Acute malnutrition and death rates have surpassed famine thresholds in the Balcad and Cadale districts of Middle Shabelle, and among the refugee populations in Mogadishu and the Afgoye corridor, said the UN Food and Agriculture Organisation's Somalia food security unit.

"(The) current humanitarian response remains inadequate, due in part to ongoing access restrictions and difficulties in scaling up emergency assistance programmes, as well as funding gaps," the group said.

Much of southern Somalia is controlled by al-Shabaab Islamist militants, who last year banned food aid and kicked many aid groups out of the region, exacerbating the crisis.

Famine conditions were expected to persist across southern Somalia until the end of the year, the UN agency said. Each day hundreds of Somalis are streaming into squalid camps in and around Mogadishu, defying rebel orders not to leave their homes. The start of Ramadan two days ago coincided with a new offensive by peacekeepers and government forces against the insurgents and a rise in suicide attack threats.

The violence has compromised the delivery of emergency aid to some 100,000 refugees who have arrived in Mogadishu in the past two months, bringing the total to around 400,000.

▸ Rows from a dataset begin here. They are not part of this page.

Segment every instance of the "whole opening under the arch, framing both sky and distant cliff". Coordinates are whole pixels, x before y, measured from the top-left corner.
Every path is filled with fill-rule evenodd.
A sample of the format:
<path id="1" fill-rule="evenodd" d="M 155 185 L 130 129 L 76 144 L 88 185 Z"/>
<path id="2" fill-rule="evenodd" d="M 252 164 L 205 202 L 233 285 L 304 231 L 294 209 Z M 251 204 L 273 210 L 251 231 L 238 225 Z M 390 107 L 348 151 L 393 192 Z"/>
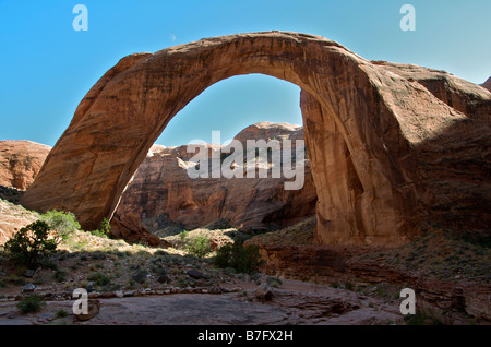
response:
<path id="1" fill-rule="evenodd" d="M 130 239 L 132 235 L 144 235 L 143 227 L 154 235 L 168 236 L 207 225 L 274 230 L 314 215 L 316 195 L 309 164 L 299 167 L 301 172 L 295 172 L 302 176 L 302 186 L 286 190 L 285 182 L 295 181 L 296 177 L 286 179 L 280 163 L 279 177 L 273 177 L 272 147 L 261 164 L 267 167 L 267 178 L 248 177 L 247 170 L 242 171 L 242 178 L 221 172 L 218 178 L 192 179 L 191 172 L 187 172 L 195 155 L 194 149 L 188 151 L 189 144 L 211 146 L 217 139 L 212 136 L 213 131 L 214 134 L 219 131 L 220 169 L 230 155 L 227 145 L 232 139 L 240 143 L 242 155 L 238 163 L 242 168 L 248 163 L 248 140 L 264 140 L 266 144 L 278 141 L 277 154 L 286 151 L 283 140 L 289 140 L 295 159 L 297 143 L 300 141 L 304 146 L 300 124 L 300 89 L 288 82 L 264 75 L 241 75 L 209 86 L 176 115 L 152 146 L 152 153 L 121 194 L 112 216 L 113 234 Z M 166 141 L 168 137 L 171 140 Z M 161 146 L 169 142 L 176 146 Z M 260 158 L 259 155 L 255 156 Z M 308 160 L 306 154 L 303 157 Z M 211 174 L 213 165 L 208 164 Z M 233 163 L 232 167 L 239 165 Z"/>

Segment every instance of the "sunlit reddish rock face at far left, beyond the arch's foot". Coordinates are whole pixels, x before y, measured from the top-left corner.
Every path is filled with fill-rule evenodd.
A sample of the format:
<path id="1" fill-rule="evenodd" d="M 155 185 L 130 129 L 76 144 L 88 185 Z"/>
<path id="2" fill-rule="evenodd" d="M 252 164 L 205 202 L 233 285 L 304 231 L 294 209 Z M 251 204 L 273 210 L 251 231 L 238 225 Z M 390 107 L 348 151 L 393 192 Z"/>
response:
<path id="1" fill-rule="evenodd" d="M 50 149 L 32 141 L 0 141 L 0 186 L 26 190 Z"/>

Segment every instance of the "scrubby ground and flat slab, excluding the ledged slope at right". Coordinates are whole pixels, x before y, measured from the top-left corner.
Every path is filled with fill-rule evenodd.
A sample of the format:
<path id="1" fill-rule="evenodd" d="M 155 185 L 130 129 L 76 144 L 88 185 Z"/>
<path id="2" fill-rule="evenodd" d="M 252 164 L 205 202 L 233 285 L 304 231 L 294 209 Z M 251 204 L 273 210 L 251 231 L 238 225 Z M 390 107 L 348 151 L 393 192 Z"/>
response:
<path id="1" fill-rule="evenodd" d="M 0 204 L 2 218 L 9 215 L 11 223 L 25 225 L 39 217 L 4 200 Z M 218 244 L 230 241 L 232 231 L 224 229 L 218 237 L 219 230 L 200 229 L 187 237 L 202 234 Z M 32 270 L 2 254 L 0 324 L 406 323 L 396 298 L 218 268 L 211 261 L 213 253 L 190 255 L 180 239 L 173 237 L 176 248 L 149 248 L 76 230 Z M 262 284 L 273 292 L 268 300 L 259 290 Z M 88 321 L 73 314 L 75 288 L 86 288 L 91 300 L 99 300 L 98 314 Z M 34 295 L 44 302 L 40 311 L 21 313 L 17 303 Z"/>

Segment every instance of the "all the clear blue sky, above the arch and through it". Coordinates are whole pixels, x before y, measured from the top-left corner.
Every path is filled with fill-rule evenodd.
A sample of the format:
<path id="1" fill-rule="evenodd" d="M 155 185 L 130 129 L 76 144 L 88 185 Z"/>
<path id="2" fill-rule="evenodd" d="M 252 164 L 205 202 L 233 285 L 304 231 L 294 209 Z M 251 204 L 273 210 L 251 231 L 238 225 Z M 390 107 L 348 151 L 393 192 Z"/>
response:
<path id="1" fill-rule="evenodd" d="M 88 31 L 75 32 L 76 4 Z M 403 32 L 403 4 L 416 31 Z M 491 75 L 489 0 L 0 0 L 0 140 L 53 146 L 76 106 L 118 60 L 203 37 L 291 31 L 334 39 L 367 59 L 446 70 L 474 83 Z M 299 88 L 262 75 L 221 81 L 190 103 L 157 143 L 221 140 L 259 121 L 301 124 Z"/>

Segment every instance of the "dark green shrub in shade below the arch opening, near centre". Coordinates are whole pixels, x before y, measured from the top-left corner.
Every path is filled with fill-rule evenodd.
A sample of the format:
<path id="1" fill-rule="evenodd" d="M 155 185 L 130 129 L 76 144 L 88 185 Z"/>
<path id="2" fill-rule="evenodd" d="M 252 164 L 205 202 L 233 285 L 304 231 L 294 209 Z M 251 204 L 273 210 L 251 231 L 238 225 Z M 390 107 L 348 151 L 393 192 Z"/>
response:
<path id="1" fill-rule="evenodd" d="M 243 239 L 238 239 L 219 248 L 214 263 L 218 267 L 232 267 L 241 273 L 253 274 L 259 271 L 263 261 L 258 246 L 244 247 Z"/>

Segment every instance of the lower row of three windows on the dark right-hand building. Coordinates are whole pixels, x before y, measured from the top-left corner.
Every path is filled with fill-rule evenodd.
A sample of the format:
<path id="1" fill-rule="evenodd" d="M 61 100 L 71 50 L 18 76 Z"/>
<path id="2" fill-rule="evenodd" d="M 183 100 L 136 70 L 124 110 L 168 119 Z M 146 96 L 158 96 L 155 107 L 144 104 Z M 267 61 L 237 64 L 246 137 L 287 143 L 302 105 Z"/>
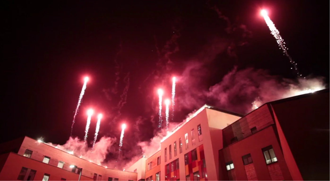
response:
<path id="1" fill-rule="evenodd" d="M 277 162 L 277 158 L 275 156 L 274 149 L 273 149 L 272 145 L 267 146 L 265 148 L 262 148 L 261 150 L 264 154 L 266 164 L 271 164 L 273 162 Z M 242 156 L 242 160 L 243 160 L 244 165 L 248 165 L 248 164 L 253 163 L 250 153 L 247 154 L 247 155 Z M 226 168 L 227 168 L 227 170 L 234 169 L 233 162 L 232 161 L 227 162 L 226 163 Z"/>

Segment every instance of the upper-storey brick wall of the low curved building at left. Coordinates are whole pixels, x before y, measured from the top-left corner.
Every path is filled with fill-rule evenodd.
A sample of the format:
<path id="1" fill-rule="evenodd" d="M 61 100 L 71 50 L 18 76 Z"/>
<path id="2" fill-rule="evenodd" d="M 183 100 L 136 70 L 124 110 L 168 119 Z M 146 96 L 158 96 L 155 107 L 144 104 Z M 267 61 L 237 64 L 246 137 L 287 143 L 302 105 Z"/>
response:
<path id="1" fill-rule="evenodd" d="M 102 181 L 108 181 L 108 177 L 119 178 L 119 181 L 137 180 L 137 173 L 107 169 L 28 137 L 25 137 L 18 154 L 23 155 L 25 149 L 32 150 L 31 159 L 40 162 L 43 161 L 44 156 L 50 157 L 49 165 L 55 167 L 57 167 L 58 161 L 63 161 L 63 169 L 68 171 L 72 170 L 72 168 L 69 168 L 70 165 L 76 165 L 82 168 L 82 175 L 86 177 L 93 178 L 94 173 L 97 173 L 102 175 Z"/>

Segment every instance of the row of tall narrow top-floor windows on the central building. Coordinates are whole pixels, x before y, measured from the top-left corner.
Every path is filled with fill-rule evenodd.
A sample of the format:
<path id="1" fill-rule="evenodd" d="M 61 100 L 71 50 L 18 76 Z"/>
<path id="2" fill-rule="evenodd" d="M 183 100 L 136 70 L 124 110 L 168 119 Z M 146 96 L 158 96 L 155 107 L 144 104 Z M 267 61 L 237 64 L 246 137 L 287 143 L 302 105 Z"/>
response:
<path id="1" fill-rule="evenodd" d="M 201 124 L 197 125 L 197 133 L 198 133 L 198 140 L 201 142 L 203 140 Z M 185 148 L 187 150 L 189 148 L 188 133 L 184 134 L 184 140 L 185 140 Z M 194 129 L 191 130 L 191 144 L 192 145 L 196 144 Z M 177 142 L 176 141 L 174 142 L 173 146 L 174 146 L 174 157 L 176 157 L 177 156 Z M 179 150 L 180 150 L 180 153 L 182 153 L 182 139 L 181 138 L 179 138 Z M 172 159 L 172 145 L 171 144 L 169 146 L 169 157 L 171 160 Z M 165 148 L 165 162 L 167 162 L 167 148 Z"/>

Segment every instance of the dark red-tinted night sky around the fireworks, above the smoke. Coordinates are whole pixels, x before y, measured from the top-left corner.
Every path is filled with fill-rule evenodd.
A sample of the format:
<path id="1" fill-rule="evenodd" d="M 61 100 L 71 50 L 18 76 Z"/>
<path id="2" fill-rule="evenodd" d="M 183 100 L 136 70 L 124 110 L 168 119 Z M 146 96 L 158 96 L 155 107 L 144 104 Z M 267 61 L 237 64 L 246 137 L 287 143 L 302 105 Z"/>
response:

"Local doctors came to us this morning and said two of my children are malnourished and anaemic. We were given a few days' worth of food but we have no shelter, not even plastic sheets," said Hawa Omar, a mother of seven. She is in a makeshift settlement of about 4,000 newly arrived refugees, six miles from the frontlines where government forces engage the rebels in daily gun battles.

The UN refugee agency, UNHCR, said it was able to distribute relief through local networks but work to assess the needs of new arrivals had been slowed. "The plan was to start the assessments in about 10 other settlements in the coming days but all the movements have been restricted since the offensive," said Andy Needham of UNHCR Somalia.

Drought, conflict and a lack of food aid have left 3.6 million at risk of starvation in southern Somalia. The drought has affected about 12 million across the Horn of Africa.